To finish up, we can subtract $$\frac52$$ from each side of the equal sign in each equation.

\displaystyle \begin {align} x = 5 - \frac52 \quad &\text{or} \quad x = \text-5 - \frac52\\x = \frac{5}{2} \quad &\text{or} \quad x = \text-\frac{15}{2}\\x = 2\frac12 \quad &\text{or} \quad x = \text-7\frac12 \end{align}

It takes some practice to become proficient at completing the square, but it makes it possible to solve many more equations than you could by methods you learned previously.

Glossary Entries

• completing the square

Completing the square in a quadratic expression means transforming it into the form $$a(x+p)^2-q$$, where $$a$$, $$p$$, and $$q$$ are constants.

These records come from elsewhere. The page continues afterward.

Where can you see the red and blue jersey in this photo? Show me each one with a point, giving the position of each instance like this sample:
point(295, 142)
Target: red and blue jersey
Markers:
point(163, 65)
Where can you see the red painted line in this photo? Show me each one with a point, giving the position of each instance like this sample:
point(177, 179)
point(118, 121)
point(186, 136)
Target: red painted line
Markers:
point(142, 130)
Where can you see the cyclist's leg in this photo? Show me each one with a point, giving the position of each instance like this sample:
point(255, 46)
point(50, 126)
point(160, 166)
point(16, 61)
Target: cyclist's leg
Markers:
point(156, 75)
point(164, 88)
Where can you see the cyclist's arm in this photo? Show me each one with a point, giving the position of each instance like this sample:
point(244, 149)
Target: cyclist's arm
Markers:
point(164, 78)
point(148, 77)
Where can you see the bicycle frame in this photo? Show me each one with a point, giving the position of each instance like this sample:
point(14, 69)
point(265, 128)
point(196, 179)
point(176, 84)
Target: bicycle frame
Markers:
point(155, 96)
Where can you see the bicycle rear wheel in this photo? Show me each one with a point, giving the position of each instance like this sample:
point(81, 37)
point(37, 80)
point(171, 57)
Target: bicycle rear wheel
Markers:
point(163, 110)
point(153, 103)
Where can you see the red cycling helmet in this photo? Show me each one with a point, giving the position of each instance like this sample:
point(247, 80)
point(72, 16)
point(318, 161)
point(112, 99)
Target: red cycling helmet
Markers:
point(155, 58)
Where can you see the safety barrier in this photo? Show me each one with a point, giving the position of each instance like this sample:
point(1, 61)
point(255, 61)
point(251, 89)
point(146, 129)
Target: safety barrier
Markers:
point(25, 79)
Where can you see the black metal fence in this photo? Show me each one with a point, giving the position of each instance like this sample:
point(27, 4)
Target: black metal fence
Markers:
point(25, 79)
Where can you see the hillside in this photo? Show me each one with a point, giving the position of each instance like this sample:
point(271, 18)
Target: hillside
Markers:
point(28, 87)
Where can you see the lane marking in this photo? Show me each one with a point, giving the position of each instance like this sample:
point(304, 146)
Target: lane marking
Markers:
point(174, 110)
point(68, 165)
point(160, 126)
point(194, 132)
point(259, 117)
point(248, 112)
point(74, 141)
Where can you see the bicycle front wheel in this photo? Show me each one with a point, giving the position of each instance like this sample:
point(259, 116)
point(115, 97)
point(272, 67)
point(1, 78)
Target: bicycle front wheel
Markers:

Completing the square in a quadratic equation means transforming into the form $$a(x+p)^2=q$$.

• perfect square

A perfect square is an expression that is something times itself. Usually we are interested in situations where the something is a rational number or an expression with rational coefficients.

• rational number

A rational number is a fraction or the opposite of a fraction. Remember that a fraction is a point on the number line that you get by dividing the unit interval into $$b$$ equal parts and finding the point that is $$a$$ of them from 0. We can always write a fraction in the form $$\frac{a}{b}$$ where $$a$$ and $$b$$ are whole numbers, with $$b$$ not equal to 0, but there are other ways to write them. For example, 0.7 is a fraction because it is the point on the number line you get by dividing the unit interval into 10 equal parts and finding the point that is 7 of those parts away from 0. We can also write this number as $$\frac{7}{10}$$.

The numbers $$3$$, $$\text-\frac34$$, and $$6.7$$ are all rational numbers. The numbers $$\pi$$ and $$\text-\sqrt{2}$$ are not rational numbers, because they cannot be written as fractions or their opposites.